Thirty seconds ago the door to the janitor closet swung open and a middle-aged gentleman stumbled out. He’s just been standing there, looking around and trying to figure out what the fuck just happened. They do that a lot. I hear a familiar swish and his file drops through the clear tube that runs from the ceiling down to a tray on my desk. I pick it up and open it.

-“Harold Lake?” the mention of his name startles him. After a moment, he walks around the coffee machine and towards my desk.

“Uh… hi, I’m no sure where I am…” he mumbles, still looking around. I’m about to point to the sign behind me, but he finds it on his own. “Is that… am I in Purgatory?”

“You’re in Purgatory 86, Mr. Lake, can I call you Harold?”

“Uh… sure?”

“Harold, a few moment ago a man in St. Louis named… Jack Remington… wow, seriously? Uh… so… Jack returned to his house unexpectedly and found you in the living room, having sex with his wife… umm… reverse cowgirl style, I’m not sure why that’s even in the file. Anyway, he made you both get dressed at gun point, gave a short, sappy talk about love and betrayal, and then killed you, his wife and himself. It was quite tragic… I’m sure… you screwed the wife of a guy named Jack Remington?”

“She was a gymnast. You can’t imagine the positions they… ummm..so wait… I’m…like, dead?” asks Harold.

“Harold you were shot point blank three times. You’re definitely like, dead.”

“Are… are you St.

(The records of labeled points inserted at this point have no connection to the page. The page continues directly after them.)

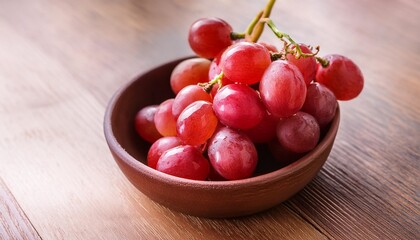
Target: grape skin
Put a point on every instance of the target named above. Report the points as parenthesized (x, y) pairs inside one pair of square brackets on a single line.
[(188, 95), (159, 147), (164, 120), (189, 72), (298, 133), (144, 123), (209, 36), (197, 123), (306, 65), (238, 106), (282, 89), (321, 103), (232, 154), (245, 62), (342, 76), (184, 161)]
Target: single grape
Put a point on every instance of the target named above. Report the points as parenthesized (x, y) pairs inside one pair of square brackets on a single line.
[(164, 120), (184, 161), (238, 106), (159, 147), (306, 65), (232, 154), (282, 89), (342, 76), (298, 133), (245, 62), (189, 72), (144, 123), (188, 95), (209, 36), (321, 103), (214, 71), (197, 123), (265, 131)]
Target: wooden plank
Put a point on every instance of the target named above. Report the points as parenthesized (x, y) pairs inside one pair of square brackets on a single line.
[(62, 61), (53, 133), (14, 224)]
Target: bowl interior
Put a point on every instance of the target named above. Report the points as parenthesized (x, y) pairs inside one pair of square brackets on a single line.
[(274, 182)]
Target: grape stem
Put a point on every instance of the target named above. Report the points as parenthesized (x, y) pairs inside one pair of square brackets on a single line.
[(236, 35), (209, 85), (297, 51), (258, 28)]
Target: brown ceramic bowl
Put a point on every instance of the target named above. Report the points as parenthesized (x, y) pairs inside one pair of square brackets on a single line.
[(213, 199)]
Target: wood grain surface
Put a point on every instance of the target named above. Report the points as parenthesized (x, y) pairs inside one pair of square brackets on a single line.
[(61, 61)]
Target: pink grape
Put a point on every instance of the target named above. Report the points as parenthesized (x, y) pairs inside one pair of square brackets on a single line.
[(188, 95), (189, 72), (342, 76), (298, 133), (184, 161), (245, 62), (232, 154), (144, 123), (164, 120), (321, 103), (209, 36), (159, 147), (282, 89), (265, 131), (197, 123), (238, 106), (306, 65)]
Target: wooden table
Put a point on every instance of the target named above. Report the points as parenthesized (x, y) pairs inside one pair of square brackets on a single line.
[(61, 61)]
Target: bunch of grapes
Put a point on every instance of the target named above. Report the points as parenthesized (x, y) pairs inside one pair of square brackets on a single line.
[(239, 93)]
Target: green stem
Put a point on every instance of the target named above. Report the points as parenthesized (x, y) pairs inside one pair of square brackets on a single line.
[(259, 27), (254, 22), (324, 62), (282, 35), (236, 35), (209, 85)]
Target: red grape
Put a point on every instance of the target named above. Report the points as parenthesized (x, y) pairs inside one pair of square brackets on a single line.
[(232, 154), (282, 89), (184, 161), (164, 120), (298, 133), (214, 71), (245, 62), (238, 106), (265, 131), (342, 76), (307, 66), (144, 123), (197, 123), (321, 103), (159, 147), (209, 36), (189, 72), (188, 95)]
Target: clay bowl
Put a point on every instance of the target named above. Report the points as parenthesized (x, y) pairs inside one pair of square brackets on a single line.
[(213, 199)]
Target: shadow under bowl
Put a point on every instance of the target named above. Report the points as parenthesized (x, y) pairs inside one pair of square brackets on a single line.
[(213, 199)]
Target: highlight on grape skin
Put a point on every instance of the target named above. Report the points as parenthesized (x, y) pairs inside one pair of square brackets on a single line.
[(238, 94)]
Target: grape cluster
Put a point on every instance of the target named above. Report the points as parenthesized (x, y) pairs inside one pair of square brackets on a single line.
[(238, 93)]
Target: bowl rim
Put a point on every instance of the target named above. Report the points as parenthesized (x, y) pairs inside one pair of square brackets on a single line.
[(139, 166)]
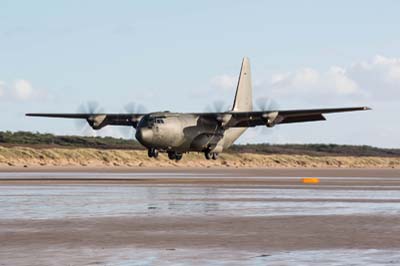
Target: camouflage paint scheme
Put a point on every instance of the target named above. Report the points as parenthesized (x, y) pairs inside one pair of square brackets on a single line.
[(211, 133)]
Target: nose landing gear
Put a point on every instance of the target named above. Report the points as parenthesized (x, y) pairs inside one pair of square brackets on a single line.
[(152, 153), (211, 155), (175, 156)]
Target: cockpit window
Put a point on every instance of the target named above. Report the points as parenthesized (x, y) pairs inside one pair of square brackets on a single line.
[(148, 121)]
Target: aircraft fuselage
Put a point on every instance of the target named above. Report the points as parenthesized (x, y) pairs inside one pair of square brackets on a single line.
[(184, 132)]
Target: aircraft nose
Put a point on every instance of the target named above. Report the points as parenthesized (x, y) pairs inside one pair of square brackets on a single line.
[(144, 135)]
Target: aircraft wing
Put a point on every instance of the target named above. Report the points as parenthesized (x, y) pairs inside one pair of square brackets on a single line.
[(272, 118), (99, 120)]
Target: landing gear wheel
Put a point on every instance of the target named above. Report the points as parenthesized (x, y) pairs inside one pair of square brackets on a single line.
[(178, 156), (175, 156), (152, 152), (208, 155), (155, 153), (171, 155)]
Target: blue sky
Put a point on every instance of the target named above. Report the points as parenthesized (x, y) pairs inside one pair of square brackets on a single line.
[(184, 56)]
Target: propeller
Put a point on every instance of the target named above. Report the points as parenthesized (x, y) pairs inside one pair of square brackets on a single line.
[(90, 107), (131, 108)]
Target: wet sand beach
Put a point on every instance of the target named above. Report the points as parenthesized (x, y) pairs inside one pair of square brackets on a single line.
[(199, 216)]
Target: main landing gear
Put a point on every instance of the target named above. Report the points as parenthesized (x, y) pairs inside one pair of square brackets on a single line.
[(211, 155), (152, 153), (175, 155)]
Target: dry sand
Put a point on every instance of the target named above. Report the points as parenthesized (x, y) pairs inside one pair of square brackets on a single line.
[(30, 157)]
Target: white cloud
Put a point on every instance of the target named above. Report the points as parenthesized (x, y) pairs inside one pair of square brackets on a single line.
[(23, 90), (375, 80), (224, 82)]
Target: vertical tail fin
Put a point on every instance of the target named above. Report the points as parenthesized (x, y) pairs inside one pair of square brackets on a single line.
[(244, 95)]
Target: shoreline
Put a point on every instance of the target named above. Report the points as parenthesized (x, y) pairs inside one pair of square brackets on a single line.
[(85, 158)]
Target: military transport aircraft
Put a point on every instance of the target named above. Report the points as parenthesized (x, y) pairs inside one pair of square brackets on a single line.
[(210, 132)]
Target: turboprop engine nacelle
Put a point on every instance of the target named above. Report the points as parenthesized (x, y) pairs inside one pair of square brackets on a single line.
[(97, 121), (224, 119), (271, 119)]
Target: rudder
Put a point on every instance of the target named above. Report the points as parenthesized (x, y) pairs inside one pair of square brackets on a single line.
[(244, 96)]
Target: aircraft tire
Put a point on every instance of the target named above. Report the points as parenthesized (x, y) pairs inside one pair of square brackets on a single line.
[(178, 156), (171, 155), (155, 153)]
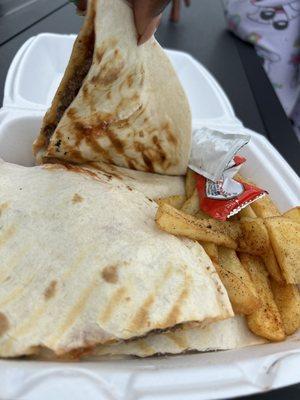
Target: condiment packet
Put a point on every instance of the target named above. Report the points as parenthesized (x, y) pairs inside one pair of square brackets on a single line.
[(215, 161), (212, 151)]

Peter?”

“Do I bloody look like St. Peter?” I ask. “Do you see pearly gates anywhere?”

“Well… no…”

“Of course not, what you see is an elevator over there that says Heaven and another one that way that says Hell. Now, since you died in the middle of adulterous gymnastic sex, I think we both know where you’re most likely headed.”

“Please… I don’t want to go to Hell…” whimpers Harold. If I had a dime for every time I hear that.

“Well of course you don’t want to go to Hell, Harold. That’s why they call it Hell and not Las Vegas. No one wants to go there. But that will be for the Inquisitor to determine. For now, I need you to go talk to Julie, over by the Hell elevator.”

“Oh God… is she going to torture me?”

-“Only if you mention cats.” Hesitant, Harold turned to leave. “Seriously, don’t mention cats. She will never stop talking. You will jump in the elevator to Hell just to make it stop.”

Harold walks away and thirty seconds later he is sitting in front of Julie’s desk. Thirty seconds after that he mentions his cat and I know he is lost to us. On the other side of the room, Carl is still reading his comic book, but the old lady has finally wandered off, seeking to lament her fate on more sympathetic ears.

I lean back on my chair, enjoying the momentary interlude on Earth’s death symphony. This time it is just a ten second interlude and then a file drops on my desk as, from the janitor’s closet, comes the familiar sound of someone tripping over the mop bucket.